Re: Trivial Haskell Concurrency problem
Simon Peyton-Jones wrote: > I think what you want is a distributed way to get a unique, > as George suggested. Then you can pair that with an MVar when > you want something comparable. The unique can include the processor > id, so it can be globally unique. 64 bits? > > I'm still leery of putting such a unique inside every MVar, IORef etc. > But maybe I shouldn't worry. I think you should worry . . . No-one has yet come up with a convincing satisfactory solution to the original problem. In my view solutions should not ever (1) deadlock (2) loop for ever (3) use global state (directly via unsafePerformIO, or indirectly via the global random number generator.) I think I know why. Imagine two processors. Processor 1 creates flag 1 and sends it Processor 2. Processor 1 receives flag 2 from Processor 2. Processor 1 calls lowerFlags (flag1) (flag2) Exactly the same happens at the same time to Processor 2. Now somehow you have to distinguish between Processor 1 and Processor 2, because only one is going to get to lower the flags. But I don't think with the existing Concurrency extensions plus standard Haskell you can. Does the phrase "Dining Philosophers Problem" ring a bell with anyone?

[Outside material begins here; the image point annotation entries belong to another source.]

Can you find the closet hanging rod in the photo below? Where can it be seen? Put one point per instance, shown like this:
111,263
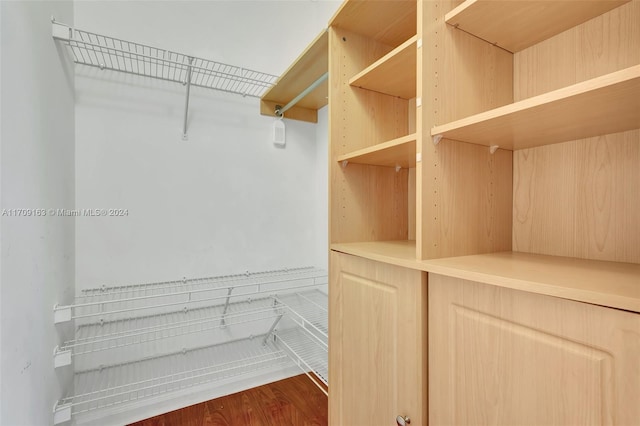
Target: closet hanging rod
281,110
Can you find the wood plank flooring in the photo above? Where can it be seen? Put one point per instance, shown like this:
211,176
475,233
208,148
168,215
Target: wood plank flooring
294,401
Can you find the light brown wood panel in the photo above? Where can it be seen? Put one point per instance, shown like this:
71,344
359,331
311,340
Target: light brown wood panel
612,284
471,75
471,199
369,203
389,21
377,340
579,199
394,74
411,205
305,70
464,200
603,45
602,105
360,118
294,113
398,152
516,25
505,357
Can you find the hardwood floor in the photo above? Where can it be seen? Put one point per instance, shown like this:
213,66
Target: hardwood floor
294,401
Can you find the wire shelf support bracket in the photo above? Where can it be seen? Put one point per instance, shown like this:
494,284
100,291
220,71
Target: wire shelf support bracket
109,53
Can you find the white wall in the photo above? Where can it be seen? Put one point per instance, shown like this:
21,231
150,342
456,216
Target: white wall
227,200
37,169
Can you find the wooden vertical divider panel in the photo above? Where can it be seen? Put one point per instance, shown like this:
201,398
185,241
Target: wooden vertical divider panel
368,203
465,192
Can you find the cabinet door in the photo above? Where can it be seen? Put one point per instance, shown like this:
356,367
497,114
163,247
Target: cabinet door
505,357
377,343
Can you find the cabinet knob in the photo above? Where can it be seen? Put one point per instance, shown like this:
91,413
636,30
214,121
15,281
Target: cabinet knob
403,420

Re: Trivial Haskell Concurrency problem
George Russell wrote: > Exactly the same happens at the same time to Processor 2. > Now somehow you have to distinguish between Processor 1 and Processor 2, > because only one is going to get to lower the flags. But I don't think > with the existing Concurrency extensions plus standard Haskell you can. I take that back. There's a fundamental error in this analysis. Concurrent Haskell allows you to get the ThreadId of the current thread, and ThreadId DOES implement Ord. I thought of this last night and tried to work out a way of making the thread with the least ThreadId win, but couldn't quite do it. But it may still be possible.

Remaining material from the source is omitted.